それでも、狼と狐の本性を剥きだしにすれば、子羊の群れたる普通の学生生活からははじき出されてしまうのは経験済み。とはいえ子羊になるのは無理だと判明。だから、それぞれ慎重に羊の皮を被って、そう、普通に彼氏彼女なんか作ったりして、羊の群れの中で息を潜めていたわけだ。
ところが、羊の皮を被るという処世術を身につけたものの、どうにもそれでは獣の欲望が満たされきれず、ジリジリと欲求不満がたまってきた所で、連続放火事件なるでっかい獲物が転がってきたわけだ。

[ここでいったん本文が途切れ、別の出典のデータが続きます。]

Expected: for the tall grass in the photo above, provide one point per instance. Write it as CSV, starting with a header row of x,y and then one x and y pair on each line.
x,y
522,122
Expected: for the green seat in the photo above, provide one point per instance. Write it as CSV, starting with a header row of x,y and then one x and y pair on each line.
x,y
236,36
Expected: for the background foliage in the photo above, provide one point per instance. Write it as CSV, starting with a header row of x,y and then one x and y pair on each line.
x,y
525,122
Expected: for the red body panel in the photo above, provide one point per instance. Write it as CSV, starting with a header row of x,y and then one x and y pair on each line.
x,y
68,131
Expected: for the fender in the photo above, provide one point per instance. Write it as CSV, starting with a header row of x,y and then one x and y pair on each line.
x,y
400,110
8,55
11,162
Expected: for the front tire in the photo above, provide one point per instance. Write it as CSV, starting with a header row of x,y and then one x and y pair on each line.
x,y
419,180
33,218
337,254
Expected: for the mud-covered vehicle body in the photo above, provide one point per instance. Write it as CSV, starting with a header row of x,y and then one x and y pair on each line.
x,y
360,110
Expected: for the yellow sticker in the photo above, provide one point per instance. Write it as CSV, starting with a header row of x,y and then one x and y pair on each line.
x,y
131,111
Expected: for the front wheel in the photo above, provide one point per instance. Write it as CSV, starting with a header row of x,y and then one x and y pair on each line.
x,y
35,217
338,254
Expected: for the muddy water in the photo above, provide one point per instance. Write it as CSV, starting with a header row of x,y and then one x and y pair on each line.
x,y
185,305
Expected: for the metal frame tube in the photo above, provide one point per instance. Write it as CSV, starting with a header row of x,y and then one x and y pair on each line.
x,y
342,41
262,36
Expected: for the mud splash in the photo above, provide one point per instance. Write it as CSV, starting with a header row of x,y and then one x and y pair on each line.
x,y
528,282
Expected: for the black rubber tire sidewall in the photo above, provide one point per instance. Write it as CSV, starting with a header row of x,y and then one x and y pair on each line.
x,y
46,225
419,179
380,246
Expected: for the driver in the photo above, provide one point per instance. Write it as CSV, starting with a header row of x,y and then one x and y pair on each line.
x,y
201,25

小山内さんと小鳩くんの新たな関係というのは、以前の互恵関係とは明らかに違うのがまた恐ろしいんですよね。前のそれは、お互いの本性が剥き出しにならないように押し殺し合い、戒め合う拘束の関係であり、監視しあう関係だったわけですが、今回新たに結ばれたそれは、明らかにそれぞれの本性を肯定し、よりよくお互いの欲求を満たし合い、より最適な形で叶え合うために結ばれた、本当の意味での互恵関係になっている。
まともな人たちからしたら、最悪ですよ、これ(苦笑
羊の皮を被るという知恵をつけた獣たちが、さらに協力しあうことでより巧妙に、より効率的に餌を食い散らかす体制を整えたってことなんですから。
瓜野くんなんか、あの視野の狭さ、傲岸さ、一度健吾に自身の性格の危険性を指摘されているにも関わらず、まるで省みることなく増長して短慮を繰り返していたあたり、まったく同情の余地なく自業自得なのですが、それでも小山内さんのやり口は、鬼畜外道以外の何者でもないんだよなあ。いやでも、彼女が途中で方向転換した理由を彼女の口から聞かされると、そりゃあ仕方ありませんな、と苦笑してしまったわけですけど。

小山内さんと小鳩くん、完全に戒めから解かれた状態ながら、二人それぞれ個別に動いていて、この有様ですから、二人が再び、いや新たな互恵関係を結んだ状態で動き出した場合、それほどの目を覆わんばかりの惨劇が繰り広げられるのか。想像するだに恐ろしくも、怖いもの見たさで読んでみたくて仕方ないのが心情というもの。
次回はいつになるかわからないけど、じっくりと震えながら待つ所存。


しかしこれ、小山内さんと小鳩くんの関係に、恋だの愛だのという感情はあるのかしらねえ。本人たちがサバサバと割り切っているほどには、利害関係だけの乾いた関係には見えないんですけど。まあ、二人ともお互い以外の人間を、まともに向き合う関係として認識してないからなあ。唯一無二の対等な関係として、お互いの関係以外に湿度がまるでないからそう感じるのかもしれないけど。二人が認めている健吾ですら、かなり乾ききった関係だし。

その健吾だけど、彼が新聞部というのはどう考えても似合わないよなあ。マスコミとは一番そりの合わなさそうな性格に見えるんだけど。だからこそ、彼が率いていた時代は保守に徹してしまっていたんだろうけど。いったい何があって新聞部なんかに入ってしまったんだろう、彼は。